Sachbuch-Bestseller nun auch als Netzausgabe

MÜNCHEN. Das 2003 erschienen Buch "1939 - der Krieg, der viele Väter hatte" von Generalmajor a. D. Gerd Schultze-Rhonhof (JF 35/03), welches mittlerweile (September 2006) in fünfter Auflage erschienen ist und nach Angaben des Münchner Olzog-Verlages über 26.000 Mal verkauft wurde, liegt inzwischen als Netzausgabe vor (www.vorkriegsgeschichte.de).
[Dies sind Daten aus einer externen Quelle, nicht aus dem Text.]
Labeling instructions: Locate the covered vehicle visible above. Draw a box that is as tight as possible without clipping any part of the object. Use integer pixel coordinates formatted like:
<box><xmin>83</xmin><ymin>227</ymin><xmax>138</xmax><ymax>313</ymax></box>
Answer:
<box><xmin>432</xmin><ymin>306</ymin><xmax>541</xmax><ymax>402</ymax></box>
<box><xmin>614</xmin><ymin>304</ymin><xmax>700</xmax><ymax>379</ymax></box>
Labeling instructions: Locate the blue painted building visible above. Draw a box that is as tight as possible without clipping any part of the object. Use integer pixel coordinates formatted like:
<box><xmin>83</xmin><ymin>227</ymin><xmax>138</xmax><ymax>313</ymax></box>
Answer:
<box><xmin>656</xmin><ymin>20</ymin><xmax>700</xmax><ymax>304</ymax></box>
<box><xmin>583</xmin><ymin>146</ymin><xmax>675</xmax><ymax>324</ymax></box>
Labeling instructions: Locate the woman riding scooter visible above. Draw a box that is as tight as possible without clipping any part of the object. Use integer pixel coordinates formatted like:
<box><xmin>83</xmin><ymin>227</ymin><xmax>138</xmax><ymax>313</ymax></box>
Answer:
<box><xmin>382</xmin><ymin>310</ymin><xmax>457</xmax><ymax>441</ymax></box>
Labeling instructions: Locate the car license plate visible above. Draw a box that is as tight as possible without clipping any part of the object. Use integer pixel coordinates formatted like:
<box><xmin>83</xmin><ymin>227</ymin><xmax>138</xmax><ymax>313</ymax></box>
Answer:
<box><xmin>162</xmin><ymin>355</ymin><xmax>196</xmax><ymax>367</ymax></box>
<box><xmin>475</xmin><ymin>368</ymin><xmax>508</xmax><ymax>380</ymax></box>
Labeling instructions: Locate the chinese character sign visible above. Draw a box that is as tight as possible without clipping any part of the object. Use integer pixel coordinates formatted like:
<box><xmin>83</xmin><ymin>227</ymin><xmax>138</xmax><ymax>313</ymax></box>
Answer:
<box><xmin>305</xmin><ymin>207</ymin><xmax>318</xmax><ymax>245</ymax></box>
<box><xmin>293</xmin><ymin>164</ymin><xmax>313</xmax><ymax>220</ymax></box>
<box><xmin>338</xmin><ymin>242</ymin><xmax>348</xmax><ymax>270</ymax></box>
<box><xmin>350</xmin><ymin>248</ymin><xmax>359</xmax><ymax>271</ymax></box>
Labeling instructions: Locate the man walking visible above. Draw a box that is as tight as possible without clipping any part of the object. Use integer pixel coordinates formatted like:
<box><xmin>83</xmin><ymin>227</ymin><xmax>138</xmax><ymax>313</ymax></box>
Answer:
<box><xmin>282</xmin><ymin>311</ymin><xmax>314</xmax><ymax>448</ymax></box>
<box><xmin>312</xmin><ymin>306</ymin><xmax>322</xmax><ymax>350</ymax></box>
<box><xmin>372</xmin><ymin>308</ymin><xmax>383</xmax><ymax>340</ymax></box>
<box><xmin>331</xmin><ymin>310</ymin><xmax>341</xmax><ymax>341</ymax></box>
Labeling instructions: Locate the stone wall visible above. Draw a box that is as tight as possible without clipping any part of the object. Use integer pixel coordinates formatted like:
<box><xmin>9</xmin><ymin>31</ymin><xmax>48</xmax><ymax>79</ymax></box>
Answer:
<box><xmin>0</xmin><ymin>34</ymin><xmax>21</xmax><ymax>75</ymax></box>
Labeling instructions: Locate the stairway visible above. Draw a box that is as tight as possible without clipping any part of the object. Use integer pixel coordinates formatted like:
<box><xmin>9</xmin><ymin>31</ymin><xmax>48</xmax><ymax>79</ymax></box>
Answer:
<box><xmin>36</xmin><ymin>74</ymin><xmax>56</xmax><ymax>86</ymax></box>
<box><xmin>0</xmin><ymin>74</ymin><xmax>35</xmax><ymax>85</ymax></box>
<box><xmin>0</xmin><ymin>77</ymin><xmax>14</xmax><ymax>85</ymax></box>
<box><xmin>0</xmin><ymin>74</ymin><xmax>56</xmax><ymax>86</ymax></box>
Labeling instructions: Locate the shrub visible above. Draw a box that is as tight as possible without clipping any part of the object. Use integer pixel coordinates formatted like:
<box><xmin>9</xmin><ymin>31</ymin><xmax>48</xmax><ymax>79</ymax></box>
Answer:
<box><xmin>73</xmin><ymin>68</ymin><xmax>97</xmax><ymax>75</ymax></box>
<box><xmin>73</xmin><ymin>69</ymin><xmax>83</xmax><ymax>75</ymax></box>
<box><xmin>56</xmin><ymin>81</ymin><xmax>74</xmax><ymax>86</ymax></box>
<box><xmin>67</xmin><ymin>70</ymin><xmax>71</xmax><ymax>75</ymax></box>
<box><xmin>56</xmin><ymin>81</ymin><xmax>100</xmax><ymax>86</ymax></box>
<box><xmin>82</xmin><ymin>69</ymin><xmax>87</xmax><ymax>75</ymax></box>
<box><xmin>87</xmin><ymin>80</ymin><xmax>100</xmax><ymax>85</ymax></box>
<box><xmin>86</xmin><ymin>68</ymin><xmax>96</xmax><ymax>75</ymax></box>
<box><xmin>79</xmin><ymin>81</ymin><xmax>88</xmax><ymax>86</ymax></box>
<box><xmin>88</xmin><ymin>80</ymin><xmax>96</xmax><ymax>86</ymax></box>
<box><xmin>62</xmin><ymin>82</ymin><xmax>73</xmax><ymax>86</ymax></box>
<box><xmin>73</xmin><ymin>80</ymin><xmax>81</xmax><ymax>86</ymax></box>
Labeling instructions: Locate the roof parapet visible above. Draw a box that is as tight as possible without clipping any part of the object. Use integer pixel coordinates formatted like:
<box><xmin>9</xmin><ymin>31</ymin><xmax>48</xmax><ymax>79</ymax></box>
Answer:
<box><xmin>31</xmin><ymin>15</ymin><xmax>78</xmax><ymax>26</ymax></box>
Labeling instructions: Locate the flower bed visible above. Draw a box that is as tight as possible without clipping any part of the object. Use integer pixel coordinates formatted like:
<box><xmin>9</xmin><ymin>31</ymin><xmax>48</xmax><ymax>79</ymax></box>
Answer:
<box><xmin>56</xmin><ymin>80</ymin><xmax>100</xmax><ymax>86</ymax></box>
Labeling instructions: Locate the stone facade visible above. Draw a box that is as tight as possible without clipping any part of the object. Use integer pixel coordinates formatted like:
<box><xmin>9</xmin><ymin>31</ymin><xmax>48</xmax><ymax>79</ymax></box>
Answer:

Der Sachbuch-Bestseller setzt sich kritisch mit den Ursachen des Zweiten Weltkrieges auseinander, weist auf verschiedene Fälschungen alliierter Geschichtsschreibung hin und verwirft insgesamt die These der Allein- oder Hauptkriegsschuld des Deutschen Reiches.

 

Erste Sätze

Nur schwer kann sich die heutige Menschheit in jene Zeit zurückdenken, in welcher England die aufsteigende Weltwirtschaft Deutschlands als Bedrohung der eigenen empfand.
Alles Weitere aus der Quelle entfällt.